Habe die Karte noch nicht sehr lange und noch nicht ausreichend auf der Elbe überprüft . Werde ich aber mal nachholen und dann mal schauen ob Leuchtfeuer angezeigt wird . Oder müßte ich das schon erkennen wenn ich nur in der Karte rumscrolle ?
Firmware Version weiß ich jetzt gerade nicht ,aber ziemlich neu mit switch Fire .
Werde morgen mal schauen .
Hast du in allen Ansichten probiert ? Karte in welchen Schacht ?
Habe gerade ne neue GPS Antenne bei Schlageter gekauft , meine Externe aufn Dach vom Boot ist voll Wasser gewesen und defekt.
Hast du schon gute Erfahrungen auf der Ostsee mit dem 798 gemacht ? 
Treibe mich in der Lübecker Bucht , Aabenraa / Als Dänemark usw rum . Immer den Mefos hinterher 
Gruß Uwe


----------



## BEDE (2. Mai 2011)

*AW: Software Fehler bei Humminbird 798ci Si*

Hallo Uwe 

Die Leuchtfeuer werden angezeigt.

Die Leuchtfeuersektoren aber nicht.
Um das einzusehen reicht das rumscrollen auf der Karte aus.

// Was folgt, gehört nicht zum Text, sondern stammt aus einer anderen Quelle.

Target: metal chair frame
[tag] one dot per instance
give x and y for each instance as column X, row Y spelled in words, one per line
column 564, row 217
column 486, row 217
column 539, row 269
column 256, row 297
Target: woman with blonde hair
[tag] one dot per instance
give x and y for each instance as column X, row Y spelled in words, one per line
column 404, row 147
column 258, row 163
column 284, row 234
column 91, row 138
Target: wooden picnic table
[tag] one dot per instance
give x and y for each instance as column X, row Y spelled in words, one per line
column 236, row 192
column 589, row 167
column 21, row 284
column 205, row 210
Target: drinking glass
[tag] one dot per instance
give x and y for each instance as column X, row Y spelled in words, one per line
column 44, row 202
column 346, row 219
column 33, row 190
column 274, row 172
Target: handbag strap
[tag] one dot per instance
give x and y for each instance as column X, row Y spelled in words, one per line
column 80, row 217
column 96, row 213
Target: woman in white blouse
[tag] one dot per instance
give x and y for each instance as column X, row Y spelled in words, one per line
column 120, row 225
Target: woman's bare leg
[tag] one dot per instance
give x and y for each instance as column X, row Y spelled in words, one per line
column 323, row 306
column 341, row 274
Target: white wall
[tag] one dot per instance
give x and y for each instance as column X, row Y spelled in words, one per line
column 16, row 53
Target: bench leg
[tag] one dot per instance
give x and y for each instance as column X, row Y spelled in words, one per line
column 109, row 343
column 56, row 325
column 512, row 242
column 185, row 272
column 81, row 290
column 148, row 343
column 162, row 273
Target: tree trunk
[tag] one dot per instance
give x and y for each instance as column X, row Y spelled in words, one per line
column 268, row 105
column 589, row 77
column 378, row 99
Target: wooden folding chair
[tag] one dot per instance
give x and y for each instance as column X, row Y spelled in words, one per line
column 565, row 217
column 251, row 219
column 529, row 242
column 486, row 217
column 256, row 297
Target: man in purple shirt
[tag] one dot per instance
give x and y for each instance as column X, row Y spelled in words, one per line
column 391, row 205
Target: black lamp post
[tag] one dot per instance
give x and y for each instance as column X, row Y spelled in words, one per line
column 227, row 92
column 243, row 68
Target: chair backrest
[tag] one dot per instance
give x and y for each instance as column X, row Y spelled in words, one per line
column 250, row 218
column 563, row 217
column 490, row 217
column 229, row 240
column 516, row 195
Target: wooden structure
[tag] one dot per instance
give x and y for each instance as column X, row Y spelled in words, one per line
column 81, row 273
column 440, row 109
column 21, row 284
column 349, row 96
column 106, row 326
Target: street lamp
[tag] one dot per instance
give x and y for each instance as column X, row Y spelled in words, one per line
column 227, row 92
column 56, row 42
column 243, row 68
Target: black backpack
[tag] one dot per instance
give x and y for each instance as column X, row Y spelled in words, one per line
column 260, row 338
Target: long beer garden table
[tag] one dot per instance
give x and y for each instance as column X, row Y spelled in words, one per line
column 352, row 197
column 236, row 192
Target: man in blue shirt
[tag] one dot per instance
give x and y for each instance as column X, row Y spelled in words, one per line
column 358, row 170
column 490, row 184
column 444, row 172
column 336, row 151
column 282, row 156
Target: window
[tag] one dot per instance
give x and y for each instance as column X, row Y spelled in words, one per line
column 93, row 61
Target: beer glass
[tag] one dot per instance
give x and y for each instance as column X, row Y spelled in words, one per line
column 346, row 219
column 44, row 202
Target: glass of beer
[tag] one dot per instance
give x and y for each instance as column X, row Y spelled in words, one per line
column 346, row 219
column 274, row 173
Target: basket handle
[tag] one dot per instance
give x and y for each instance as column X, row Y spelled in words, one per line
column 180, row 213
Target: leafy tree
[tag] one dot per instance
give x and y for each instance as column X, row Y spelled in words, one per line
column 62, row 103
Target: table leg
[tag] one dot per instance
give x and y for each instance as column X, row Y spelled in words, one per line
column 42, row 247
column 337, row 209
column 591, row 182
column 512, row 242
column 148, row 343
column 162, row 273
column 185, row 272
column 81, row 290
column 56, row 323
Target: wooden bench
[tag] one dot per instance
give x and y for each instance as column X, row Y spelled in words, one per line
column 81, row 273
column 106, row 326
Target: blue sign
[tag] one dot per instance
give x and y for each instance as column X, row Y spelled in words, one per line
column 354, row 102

Ich habe schon alles probiert alle Ansichten Karte Schacht links und rechts u.s.w.

Aber es sieht so aus das nicht nur mein Gerät sondern alle 798 Geräte diesen Fehler haben.

Für die Ostsee ist das Gerät super. 
Da wo eine Sichel angezeigt wird ist auch Fisch. Auch ein Schwarm wird sauber angezeigt.
Die Untergrundgegebenheiten sind gut zu erkennen. 
Und jetzt kann man auch noch die Seiten abtasten.
Soweit bin ich mit dem Gerät zufrieden.

Wir fahren von Großenbrode aus raus und mit dem Gerät gab es noch keine Fahrt wo wir ohne Fisch nach Hause gekommen sind.
Vielleicht sieht man sich mal auf der Ostsee. 

Gruß Bernd


----------